Building a termination analysis – specific steps:
- Determine if you will immediately accept the resignation – in some circumstances you may wish to try to retain the individual. – either way you need to conduct an exit interview
- Decide who should conduct the interview – this is not necessarily the direct supervisor. Whilst you need input from the direct supervisor they are not usually the best person to conduct the interview as more often than not the employee will not speak openly to them. If there is no one higher than the immediate supervisor, you should find an outside party or consultant who can conduct the interview.
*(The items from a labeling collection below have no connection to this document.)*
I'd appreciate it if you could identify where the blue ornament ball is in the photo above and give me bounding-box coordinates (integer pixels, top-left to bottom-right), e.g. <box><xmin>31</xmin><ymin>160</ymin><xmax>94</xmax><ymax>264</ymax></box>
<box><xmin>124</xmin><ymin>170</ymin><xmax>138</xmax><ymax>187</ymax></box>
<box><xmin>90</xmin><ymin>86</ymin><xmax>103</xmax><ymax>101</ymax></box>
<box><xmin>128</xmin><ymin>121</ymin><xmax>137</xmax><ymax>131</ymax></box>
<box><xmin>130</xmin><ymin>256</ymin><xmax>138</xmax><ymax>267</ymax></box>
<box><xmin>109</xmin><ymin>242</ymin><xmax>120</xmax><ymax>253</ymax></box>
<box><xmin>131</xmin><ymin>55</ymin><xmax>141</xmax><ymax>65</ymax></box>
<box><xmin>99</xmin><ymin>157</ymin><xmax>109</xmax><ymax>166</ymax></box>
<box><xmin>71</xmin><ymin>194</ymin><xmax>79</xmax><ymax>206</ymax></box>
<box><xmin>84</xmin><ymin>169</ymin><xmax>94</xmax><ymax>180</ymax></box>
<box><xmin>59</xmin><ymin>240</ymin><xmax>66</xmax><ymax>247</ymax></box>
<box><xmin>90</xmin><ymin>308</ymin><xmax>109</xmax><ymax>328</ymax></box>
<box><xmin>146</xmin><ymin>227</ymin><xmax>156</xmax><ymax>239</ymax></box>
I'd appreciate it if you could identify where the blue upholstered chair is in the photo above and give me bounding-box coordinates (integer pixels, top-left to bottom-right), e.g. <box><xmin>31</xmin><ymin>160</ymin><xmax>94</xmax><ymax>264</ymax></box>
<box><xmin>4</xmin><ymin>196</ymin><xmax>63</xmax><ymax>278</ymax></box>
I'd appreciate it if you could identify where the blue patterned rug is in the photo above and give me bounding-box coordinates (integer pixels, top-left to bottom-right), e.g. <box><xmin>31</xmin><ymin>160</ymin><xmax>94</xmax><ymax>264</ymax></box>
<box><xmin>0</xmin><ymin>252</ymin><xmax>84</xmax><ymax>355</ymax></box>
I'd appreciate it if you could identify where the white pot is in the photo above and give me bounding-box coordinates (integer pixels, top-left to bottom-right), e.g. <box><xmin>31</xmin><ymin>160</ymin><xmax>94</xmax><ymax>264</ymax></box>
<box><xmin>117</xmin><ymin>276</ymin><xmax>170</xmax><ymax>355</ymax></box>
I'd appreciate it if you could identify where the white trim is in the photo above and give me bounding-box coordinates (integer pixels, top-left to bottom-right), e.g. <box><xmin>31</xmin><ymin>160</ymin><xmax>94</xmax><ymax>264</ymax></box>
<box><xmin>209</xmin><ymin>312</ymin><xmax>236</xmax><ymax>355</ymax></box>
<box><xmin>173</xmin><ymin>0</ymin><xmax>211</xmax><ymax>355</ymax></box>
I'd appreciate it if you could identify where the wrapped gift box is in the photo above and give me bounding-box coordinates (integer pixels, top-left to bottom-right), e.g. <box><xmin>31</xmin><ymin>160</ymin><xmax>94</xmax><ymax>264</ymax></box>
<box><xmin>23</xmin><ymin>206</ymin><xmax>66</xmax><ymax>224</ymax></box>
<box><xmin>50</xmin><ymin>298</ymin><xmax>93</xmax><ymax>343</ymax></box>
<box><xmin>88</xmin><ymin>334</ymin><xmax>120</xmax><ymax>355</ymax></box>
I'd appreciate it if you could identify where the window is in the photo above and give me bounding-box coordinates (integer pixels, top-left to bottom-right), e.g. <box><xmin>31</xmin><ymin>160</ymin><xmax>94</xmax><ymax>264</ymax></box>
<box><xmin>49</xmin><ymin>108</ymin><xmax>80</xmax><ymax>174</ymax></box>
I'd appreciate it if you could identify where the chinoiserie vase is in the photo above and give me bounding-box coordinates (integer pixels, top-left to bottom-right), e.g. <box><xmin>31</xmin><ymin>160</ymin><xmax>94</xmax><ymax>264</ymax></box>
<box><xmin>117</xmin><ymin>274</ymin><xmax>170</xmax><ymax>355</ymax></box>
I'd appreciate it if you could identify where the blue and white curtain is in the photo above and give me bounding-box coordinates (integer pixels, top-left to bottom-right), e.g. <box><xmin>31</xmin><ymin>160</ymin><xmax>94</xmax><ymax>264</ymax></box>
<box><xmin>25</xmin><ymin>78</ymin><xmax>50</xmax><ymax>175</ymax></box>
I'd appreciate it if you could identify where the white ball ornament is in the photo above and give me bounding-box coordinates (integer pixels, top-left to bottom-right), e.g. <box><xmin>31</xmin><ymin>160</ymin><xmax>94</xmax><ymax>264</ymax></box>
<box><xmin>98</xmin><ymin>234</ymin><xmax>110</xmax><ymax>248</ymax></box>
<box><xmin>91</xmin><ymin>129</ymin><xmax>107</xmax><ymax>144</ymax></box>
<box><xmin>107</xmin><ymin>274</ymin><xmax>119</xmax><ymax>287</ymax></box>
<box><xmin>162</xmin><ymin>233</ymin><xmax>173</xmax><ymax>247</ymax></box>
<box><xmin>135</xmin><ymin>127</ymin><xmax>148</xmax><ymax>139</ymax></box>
It needs to be an objective person who can filter out biased information and identify the real reason the employee is leaving
- Guarantee confidentiality
- Probe to determine the real reasons for leaving – construct carefully thought out questions that lead the employee to talk honestly about why they are leaving
- Determine the employees’ feelings about the company by asking specific questions to gauge satisfaction levels
- Look at the supervisor/employee relationship to determine if the problem lies with this relationship and what steps have been taken from both sides to overcome it
- Make sure your interviewer has questions that will give you the answers you need to eliminate problems and reduce turnover
Keep information gathered from exit interviews in a structured manner so you are able to build a termination analysis overtime thereby allowing you to identify patterns or reoccurring problems.
Take some time to objectively calculate the costs of employee turnover to your business; you will be surprised at the very high real costs associated. Don’t underestimate the dollar costs or the hidden costs related to lowered staff morale or decreased productivity.